After a couple of hours, a palace official emerged. The official gave the Sudanese the keys to a brand new Mercedes. It was to be his. A gift from the President.

Neither of these incidents has been reported. The press in both Dubai and Abu Dhabi, which is ‘guided’ by the authorities, was, in fact, told not to report.

Neither Shaikh Zayed nor Shaikh Mohamed needs the publicity. They don’t have to win elections.

It happens in India, too, but rarely. Many years ago, as this correspondent was coming out of a building in Mumbai’s Malabar Hill, there was quite a scene. A policeman had stopped a Maharashtra minister’s car with all its official paraphernelia for jumping a red light. The minister’s gunman argued with the policeman.

The minister’s staff cajoled him. But the policeman stood his ground. He had the police commissioner’s orders to book any car that ignored the red light, he said. And unlike in Calcutta this week, the policeman was not pulled out of his duty.

In Washington, public officials, howsover important, are denied access if they fall foul of security requirements. Their cars are towed away — at the owner’s cost — if they have no stickers.

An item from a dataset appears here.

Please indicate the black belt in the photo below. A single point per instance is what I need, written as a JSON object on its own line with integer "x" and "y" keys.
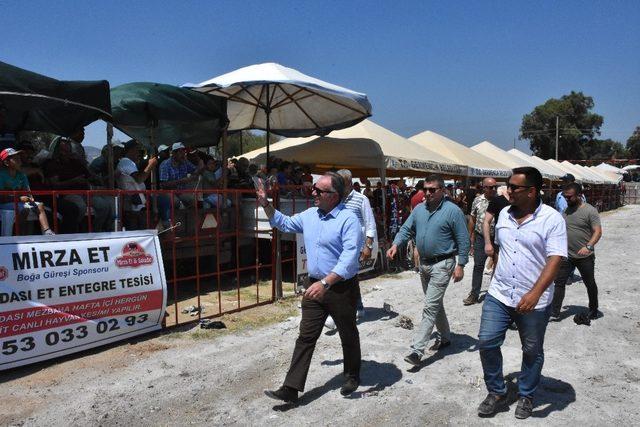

Last year, while covering Prime Minister Atal Bihari Vajpayee’s visit to Moscow, this correspondent saw Russian foreign minister Igor Ivanov come out of a Kremlin building. Ivanov wanted to go back in through a different entrance. He was subject to the same checks that members of the media had to go through. In the age of terror, the only way to ensure security is to follow the law to its last letter.